Re: commloops cache digest code works

From: Joe Cooper <joe@dont-contact.us>
Date: Sun, 24 Feb 2002 17:19:39 -0600

The performance change may all be in my head. As I said, the box has
evolved since I last ran any serious benchmarks on it. It has twice as
much RAM, but twice as much crap running on it and I figured the lack of
a second disk would have a negative impact as well. But we might just
be seeing the improvement that 256MB of extra RAM can give (and load
shedding capability that 2.2STABLE5 didn't have--it was keep up or crash
and burn back then--these days those little spikes up to 3 sec avg
response time do not mean a death spiral as they always do in
2.2STABLE5+hno--so it was impossible to push it as hard).

Stability is the primary purpose of this testing, and on that count it
is definitely very solid. I forgot that recent Polygraph versions don't
play nice with the datacomm-1 workload and never shutdown--and you may
recall that the working set in datacomm-1 grows infinitely throughout
the test. So at 11.92 hours into the test, the box is still holding
together very nicely--14.28GB is the current fill size (and we've got a
single 4GB cache_dir). Hits at this point are about what one would
expect from a too small cache_dir for the test (35%, roughly). Error
count is a lovely '2'. Yep, two errors in twelve hours of too much load.

So, it looks very good so far.

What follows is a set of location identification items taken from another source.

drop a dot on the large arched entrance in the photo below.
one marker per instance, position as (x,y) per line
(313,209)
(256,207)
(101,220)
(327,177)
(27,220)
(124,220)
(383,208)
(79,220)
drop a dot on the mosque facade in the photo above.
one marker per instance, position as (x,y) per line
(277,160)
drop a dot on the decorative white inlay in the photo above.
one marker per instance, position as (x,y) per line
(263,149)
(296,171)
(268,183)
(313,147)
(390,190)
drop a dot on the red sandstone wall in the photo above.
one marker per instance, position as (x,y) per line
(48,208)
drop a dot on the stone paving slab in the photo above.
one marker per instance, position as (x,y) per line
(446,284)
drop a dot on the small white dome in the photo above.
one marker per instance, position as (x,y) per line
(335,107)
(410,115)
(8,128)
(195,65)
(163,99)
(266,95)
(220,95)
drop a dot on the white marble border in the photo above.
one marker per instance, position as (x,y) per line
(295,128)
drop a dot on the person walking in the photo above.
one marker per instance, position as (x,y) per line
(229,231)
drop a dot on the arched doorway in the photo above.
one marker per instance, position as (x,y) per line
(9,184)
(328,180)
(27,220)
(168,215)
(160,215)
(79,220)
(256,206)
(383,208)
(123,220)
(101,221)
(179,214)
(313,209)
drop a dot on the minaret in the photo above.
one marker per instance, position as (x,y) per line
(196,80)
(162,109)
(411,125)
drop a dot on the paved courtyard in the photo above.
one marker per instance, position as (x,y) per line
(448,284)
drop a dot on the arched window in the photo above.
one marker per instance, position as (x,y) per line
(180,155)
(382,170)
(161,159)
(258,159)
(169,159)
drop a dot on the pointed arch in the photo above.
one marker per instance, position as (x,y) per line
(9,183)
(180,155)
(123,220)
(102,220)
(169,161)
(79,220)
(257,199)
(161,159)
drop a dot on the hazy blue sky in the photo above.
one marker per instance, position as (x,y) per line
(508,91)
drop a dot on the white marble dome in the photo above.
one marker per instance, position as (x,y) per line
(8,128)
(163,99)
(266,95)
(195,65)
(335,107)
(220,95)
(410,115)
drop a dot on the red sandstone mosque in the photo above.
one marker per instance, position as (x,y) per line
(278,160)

We're still running after nearly twelve
hours, response is still good, and the underlying OS is still usable
(not usable for much--CPU is at 2-4% idle). I've hit no weirdness on
the client side either.

I guess I should be poking at range request tickling things to really
know if someting got broken, correct? (I know range handling has gone
away temporarily, correct? So we always get the whole object, or do we
not cache range requests at all and pass them through?)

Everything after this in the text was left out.